Iconoclaste ? Oui, aux yeux de ceux qui continuent à parler de dérapages au sein d’un système qui resterait fondamentalement efficace. Non, si l’on constate que ces deux dernières décennies ont déjà été marquées par trois crises monétaires et financière successives. Celles-ci sont bien la conséquence de choix politiques opérés par les gouvernements. Un débat de fond doit donc être ouvert sur les finalités même de l’économie : que produire, à quelle fin, comment utiliser l’argent et les richesses créées ? L’heure est venue de demander des comptes.

Pour comprendre

Subprimes. Prêt accordé aux foyers américains pour acquérir un logement. Le taux d’intérêt était bas les deux premières années, puis aux prix du marché. La conjonction de la hausse des taux d’intérêt par la Réserve fédérale américaine de 1 à 5% entre 2003 et 2006 et de la baisse des prix de l’immobilier a mis des millions de foyers dans le rouge. En 2007, deux millions de maisons été saisies.

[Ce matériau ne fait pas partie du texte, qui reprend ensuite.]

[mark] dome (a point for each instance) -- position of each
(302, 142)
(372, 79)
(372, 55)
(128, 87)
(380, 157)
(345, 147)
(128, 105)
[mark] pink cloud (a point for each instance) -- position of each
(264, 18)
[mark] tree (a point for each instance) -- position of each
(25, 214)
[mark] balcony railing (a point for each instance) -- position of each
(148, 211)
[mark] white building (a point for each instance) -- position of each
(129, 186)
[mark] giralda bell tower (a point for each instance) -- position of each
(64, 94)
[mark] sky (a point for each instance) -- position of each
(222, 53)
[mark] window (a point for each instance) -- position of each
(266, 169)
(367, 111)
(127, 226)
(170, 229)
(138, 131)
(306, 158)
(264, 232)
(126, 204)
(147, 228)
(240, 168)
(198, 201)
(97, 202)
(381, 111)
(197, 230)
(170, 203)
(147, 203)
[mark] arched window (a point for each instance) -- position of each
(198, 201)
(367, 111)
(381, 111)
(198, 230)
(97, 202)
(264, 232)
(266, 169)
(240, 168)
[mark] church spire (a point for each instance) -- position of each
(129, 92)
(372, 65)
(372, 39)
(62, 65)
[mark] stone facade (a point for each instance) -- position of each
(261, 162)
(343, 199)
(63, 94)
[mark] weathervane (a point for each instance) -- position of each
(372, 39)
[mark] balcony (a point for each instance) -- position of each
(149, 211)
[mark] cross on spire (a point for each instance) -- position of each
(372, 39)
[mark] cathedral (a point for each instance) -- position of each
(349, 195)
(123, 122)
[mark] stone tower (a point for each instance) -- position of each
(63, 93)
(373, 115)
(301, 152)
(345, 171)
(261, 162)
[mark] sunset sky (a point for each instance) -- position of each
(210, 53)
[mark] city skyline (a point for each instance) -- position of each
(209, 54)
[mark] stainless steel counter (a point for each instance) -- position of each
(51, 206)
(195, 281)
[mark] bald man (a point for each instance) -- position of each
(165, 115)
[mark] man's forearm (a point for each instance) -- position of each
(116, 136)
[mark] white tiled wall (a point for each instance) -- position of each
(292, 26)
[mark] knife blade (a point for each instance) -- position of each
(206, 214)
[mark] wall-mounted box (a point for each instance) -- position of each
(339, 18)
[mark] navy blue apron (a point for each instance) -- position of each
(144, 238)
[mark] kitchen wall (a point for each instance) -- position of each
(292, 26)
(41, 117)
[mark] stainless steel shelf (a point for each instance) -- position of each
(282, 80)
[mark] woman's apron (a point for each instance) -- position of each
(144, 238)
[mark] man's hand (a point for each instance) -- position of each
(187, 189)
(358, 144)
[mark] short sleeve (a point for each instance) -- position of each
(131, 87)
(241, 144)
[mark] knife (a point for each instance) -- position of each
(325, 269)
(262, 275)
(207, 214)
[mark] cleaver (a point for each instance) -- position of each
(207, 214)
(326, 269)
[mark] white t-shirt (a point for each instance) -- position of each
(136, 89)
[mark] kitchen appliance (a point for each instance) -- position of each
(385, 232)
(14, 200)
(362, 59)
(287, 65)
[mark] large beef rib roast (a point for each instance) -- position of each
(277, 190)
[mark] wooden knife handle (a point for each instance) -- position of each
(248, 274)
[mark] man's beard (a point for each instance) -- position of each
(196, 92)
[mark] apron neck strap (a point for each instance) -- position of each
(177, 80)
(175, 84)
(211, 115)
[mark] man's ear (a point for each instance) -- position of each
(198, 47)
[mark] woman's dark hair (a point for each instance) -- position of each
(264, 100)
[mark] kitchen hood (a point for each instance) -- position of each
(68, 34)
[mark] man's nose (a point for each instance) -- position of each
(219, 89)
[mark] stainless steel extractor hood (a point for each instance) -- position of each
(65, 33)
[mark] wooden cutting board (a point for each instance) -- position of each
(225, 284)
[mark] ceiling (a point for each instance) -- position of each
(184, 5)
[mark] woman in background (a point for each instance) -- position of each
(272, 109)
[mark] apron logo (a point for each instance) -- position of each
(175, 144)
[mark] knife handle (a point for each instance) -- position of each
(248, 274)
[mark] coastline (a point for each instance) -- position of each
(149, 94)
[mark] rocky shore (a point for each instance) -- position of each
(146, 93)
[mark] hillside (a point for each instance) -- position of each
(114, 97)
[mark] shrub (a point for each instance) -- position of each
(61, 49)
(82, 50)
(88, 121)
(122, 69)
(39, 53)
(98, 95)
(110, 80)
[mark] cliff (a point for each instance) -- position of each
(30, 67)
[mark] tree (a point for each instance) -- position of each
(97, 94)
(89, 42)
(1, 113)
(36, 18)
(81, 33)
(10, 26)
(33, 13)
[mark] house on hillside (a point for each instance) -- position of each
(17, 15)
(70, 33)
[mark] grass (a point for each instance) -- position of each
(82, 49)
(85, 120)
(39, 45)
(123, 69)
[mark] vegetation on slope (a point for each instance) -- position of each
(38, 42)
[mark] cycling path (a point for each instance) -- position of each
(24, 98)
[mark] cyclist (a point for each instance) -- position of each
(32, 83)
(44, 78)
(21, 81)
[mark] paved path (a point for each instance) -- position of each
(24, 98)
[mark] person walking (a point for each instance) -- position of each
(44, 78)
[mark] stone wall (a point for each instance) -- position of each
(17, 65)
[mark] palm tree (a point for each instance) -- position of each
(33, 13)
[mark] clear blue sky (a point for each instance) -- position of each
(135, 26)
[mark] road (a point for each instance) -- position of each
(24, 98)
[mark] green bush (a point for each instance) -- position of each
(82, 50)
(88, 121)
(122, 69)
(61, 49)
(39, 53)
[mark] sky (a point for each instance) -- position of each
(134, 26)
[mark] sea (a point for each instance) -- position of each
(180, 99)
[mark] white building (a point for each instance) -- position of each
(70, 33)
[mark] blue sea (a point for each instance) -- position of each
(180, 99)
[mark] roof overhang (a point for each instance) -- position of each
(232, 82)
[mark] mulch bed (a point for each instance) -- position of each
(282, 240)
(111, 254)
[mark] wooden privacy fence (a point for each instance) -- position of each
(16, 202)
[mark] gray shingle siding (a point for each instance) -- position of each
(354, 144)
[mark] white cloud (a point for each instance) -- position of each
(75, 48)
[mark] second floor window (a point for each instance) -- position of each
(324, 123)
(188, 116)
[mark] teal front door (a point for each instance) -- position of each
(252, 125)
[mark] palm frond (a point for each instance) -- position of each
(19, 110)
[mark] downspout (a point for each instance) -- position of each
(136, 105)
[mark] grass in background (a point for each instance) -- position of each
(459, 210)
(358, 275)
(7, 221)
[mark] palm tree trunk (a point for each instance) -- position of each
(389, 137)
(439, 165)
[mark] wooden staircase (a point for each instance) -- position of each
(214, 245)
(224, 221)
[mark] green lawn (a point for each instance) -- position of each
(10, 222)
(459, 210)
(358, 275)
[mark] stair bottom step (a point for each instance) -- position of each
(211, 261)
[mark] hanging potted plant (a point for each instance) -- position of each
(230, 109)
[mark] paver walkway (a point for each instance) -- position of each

Titrisation. Mécanisme qui permet de transformer un prêt en actif négociable sur le marché. Un crédit subprime étant très risqué pour l’organisme qui l’accorde, les crédits sont regroupés et revendus à un tiers (une banque, un fonds d’investissement, etc.).  Quand les prix de l’immobilier ont chuté, ces produits ont constitué autant de créances douteuses. D’où les faillites en série.

Hedge funds. Fonds d’investissement spéculatif. Ils acquièrent et vendent toutes sortes de produits : créances, actions, marchandises et même œuvres d’art. En février 2007, à l’initiative du président Bush un groupe de travail sur ces hedge funds, a décidé de laisser ces fonds s’autoréguler. Parmi les causes de la crise actuelle, on retrouve la faillite de deux fonds d’investissement spéculatifs de la banque Bear Stearns l’an dernier, qui a affolé les marchés.

Agences de notation. Sociétés chargées d’évaluer la validité des placements financiers. Elles donnent ainsi des notes. Les obligations d’État, réputées sûres, reçoivent généralement les meilleures notes (un triple A : AAA). Mais les agences avaient accordé aussi de façon très surprenante les meilleures notes aux produits titrisés issus des subprimes…

Credit crunch. De peur de ne pouvoir se faire rembourser, les banques rationnent leur offre de crédit, ce qui passe par une hausse des taux aux entreprises. Une absence d’investissement signifie ralentissement de la croissance, augmentation du chômage et stagnation des salaires.